Your contribution matters. Become a member today.

Join

The school investigated the students affiliated with the Instagram account and found additional incidents of racist behaviors, according to Jason Curtis, the high school's president.

The students involved face "serious consequences," Curtis said in an interview. He declined to say what those consequences were, citing privacy concerns for minors.

He confirmed that one of those incidents had involved the use of blackface.

Blackface has a long history of being used to mock African Americans in dehumanizing ways.

A group called "Concerned Parents – Black Lives Matter" created an event on Facebook to organize the march, calling on attendees to show the school's administration that such actions will not be tolerated.

Stay informed

Get the latest local news and information sent straight to your inbox.

Stay informed

Get the latest local news and information sent straight to your inbox.

One of the protest's organizers, Alicia Labana, is African American and a parent of a Saint Francis student. She said she wants the school to take a stronger stand in penalizing the students involved, including one or two students she said appear to be current students, based on online sports rosters.

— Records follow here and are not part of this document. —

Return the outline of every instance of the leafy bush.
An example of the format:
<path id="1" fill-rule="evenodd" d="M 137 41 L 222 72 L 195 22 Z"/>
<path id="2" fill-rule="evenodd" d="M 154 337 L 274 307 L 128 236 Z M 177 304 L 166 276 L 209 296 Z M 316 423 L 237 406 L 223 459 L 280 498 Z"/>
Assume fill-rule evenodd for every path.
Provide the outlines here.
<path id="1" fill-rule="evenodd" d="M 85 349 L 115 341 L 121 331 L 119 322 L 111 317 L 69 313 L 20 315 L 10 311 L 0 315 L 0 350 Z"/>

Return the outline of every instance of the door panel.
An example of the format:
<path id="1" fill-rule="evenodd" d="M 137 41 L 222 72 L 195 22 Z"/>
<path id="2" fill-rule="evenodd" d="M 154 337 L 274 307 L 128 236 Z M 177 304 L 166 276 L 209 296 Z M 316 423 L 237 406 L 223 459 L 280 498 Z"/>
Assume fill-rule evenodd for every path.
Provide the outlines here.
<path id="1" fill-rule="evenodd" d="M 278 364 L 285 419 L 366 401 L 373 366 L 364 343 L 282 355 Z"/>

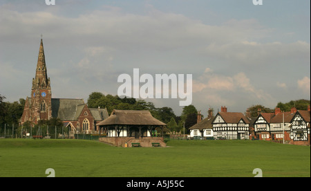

The school has so far only publicly attributed the actions to recent graduates in statements on the school website.

A student of color at the high school who attended the demonstration said that he was protesting because he didn't want the actions of other students to "misrepresent what we stand for," said sophomore Bola Erogbogbo. He said he's experienced racist comments from students at school, in the context of locker room talk that gets out of hand.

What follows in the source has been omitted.